The authors present reading as a remedy for three prevalent cultural vices--distraction, hostility, and consumerism--that impact the possibility of formative reading. (from the publisher)


Do you ever read deeply?

Do you make time and read a book that requires thinking beyond what you normally challenge yourself to read?

If we aspire to be lifelong learners we are always reading, pushing the boundaries of what we can understand.

If you love books and love to read this book will help you to appreciate and perhaps read deeper!



Rachel Griffis, Julie Ooms, & Rachel Roberts - Deep Reading

#BookClub with Rachel B. Griffis (PhD, Baylor University) who is an associate professor of English at Spring Arbor University in Spring Arbor, Michigan. Julie Ooms (PhD, Baylor University) is an associate professor of English at Missouri Baptist University in St. Louis, Missouri. Rachel M. De Smith Roberts (PhD, Baylor University) is an associate professor of English at North Greenville University in Tigerville, South Carolina." from the video introduction


"This book helps readers develop practices that will result in deep, formative, and faithful reading so they can contribute to the flourishing of their communities and cultivate their own spiritual and intellectual depth.

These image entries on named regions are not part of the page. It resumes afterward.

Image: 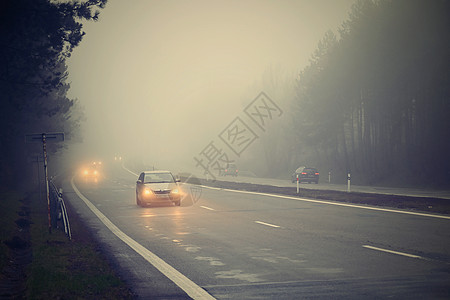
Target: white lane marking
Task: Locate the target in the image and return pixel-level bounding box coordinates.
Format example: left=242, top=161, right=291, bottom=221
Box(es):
left=200, top=205, right=215, bottom=210
left=70, top=177, right=215, bottom=299
left=255, top=221, right=281, bottom=228
left=201, top=185, right=450, bottom=220
left=363, top=245, right=425, bottom=259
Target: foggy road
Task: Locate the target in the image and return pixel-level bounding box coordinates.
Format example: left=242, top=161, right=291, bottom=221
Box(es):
left=63, top=167, right=450, bottom=299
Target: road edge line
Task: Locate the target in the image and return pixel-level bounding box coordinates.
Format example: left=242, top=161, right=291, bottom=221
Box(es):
left=200, top=185, right=450, bottom=220
left=70, top=177, right=215, bottom=299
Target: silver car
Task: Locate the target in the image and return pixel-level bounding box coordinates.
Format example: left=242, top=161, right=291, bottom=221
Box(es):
left=136, top=171, right=181, bottom=206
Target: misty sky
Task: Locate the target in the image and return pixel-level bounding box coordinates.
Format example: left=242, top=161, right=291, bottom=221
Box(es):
left=68, top=0, right=354, bottom=169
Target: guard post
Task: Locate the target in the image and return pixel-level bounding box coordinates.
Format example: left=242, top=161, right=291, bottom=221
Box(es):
left=25, top=132, right=64, bottom=233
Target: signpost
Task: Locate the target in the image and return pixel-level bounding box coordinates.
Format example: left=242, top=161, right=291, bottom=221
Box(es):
left=28, top=153, right=44, bottom=203
left=25, top=132, right=64, bottom=233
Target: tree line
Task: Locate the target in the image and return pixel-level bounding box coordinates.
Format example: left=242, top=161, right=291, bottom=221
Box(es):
left=292, top=0, right=450, bottom=185
left=0, top=0, right=107, bottom=186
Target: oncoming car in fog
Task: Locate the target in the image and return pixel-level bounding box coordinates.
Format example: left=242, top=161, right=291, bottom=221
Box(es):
left=81, top=161, right=102, bottom=180
left=136, top=171, right=181, bottom=206
left=292, top=167, right=319, bottom=184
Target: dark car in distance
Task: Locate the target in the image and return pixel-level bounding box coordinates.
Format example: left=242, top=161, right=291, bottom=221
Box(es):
left=292, top=167, right=319, bottom=184
left=222, top=163, right=239, bottom=177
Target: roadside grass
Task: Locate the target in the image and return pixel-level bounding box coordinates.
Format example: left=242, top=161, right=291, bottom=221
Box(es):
left=0, top=191, right=23, bottom=271
left=0, top=191, right=135, bottom=299
left=27, top=190, right=133, bottom=299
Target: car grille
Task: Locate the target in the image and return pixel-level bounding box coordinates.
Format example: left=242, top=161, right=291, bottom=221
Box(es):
left=153, top=190, right=170, bottom=195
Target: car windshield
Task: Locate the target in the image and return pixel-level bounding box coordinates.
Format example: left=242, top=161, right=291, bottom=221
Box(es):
left=144, top=173, right=174, bottom=183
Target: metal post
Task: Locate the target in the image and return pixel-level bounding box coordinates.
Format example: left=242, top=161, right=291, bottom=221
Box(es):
left=42, top=133, right=52, bottom=233
left=347, top=172, right=351, bottom=192
left=36, top=154, right=42, bottom=203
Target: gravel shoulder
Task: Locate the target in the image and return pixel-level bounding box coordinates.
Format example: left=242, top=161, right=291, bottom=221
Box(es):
left=188, top=177, right=450, bottom=215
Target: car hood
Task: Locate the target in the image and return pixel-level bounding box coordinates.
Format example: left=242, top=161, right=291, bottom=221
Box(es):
left=144, top=182, right=177, bottom=191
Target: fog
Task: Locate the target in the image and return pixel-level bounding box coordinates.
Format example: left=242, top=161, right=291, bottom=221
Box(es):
left=68, top=0, right=353, bottom=175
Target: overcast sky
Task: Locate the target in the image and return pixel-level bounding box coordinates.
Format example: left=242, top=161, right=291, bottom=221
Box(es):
left=68, top=0, right=354, bottom=169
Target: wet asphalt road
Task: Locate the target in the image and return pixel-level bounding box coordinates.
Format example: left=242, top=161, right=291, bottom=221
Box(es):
left=63, top=167, right=450, bottom=299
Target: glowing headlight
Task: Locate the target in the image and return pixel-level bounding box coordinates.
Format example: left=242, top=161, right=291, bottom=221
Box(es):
left=170, top=189, right=180, bottom=195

The authors present reading as a remedy for three prevalent cultural vices--distraction, hostility, and consumerism--that impact the possibility of formative reading. Informed by James K. A. Smith's work on "the spiritual power of habit," Deep Reading provides resources for engaging in formative and culturally subversive reading practices that teach readers how to resist vices, love virtue, and desire the good.

Rather than emphasizing the spiritual benefits of reading specific texts such as Dante's Divine Comedy or Adventures of Huckleberry Finn, the authors focus on the practice of reading itself. They examine practices many teachers, students, and avid readers employ--such as reading lists, reading logs, and discussion--and demonstrate how such practices can be more effectively and intentionally harnessed to result in deep reading. The practices apply to any work that is meant to be read deeply."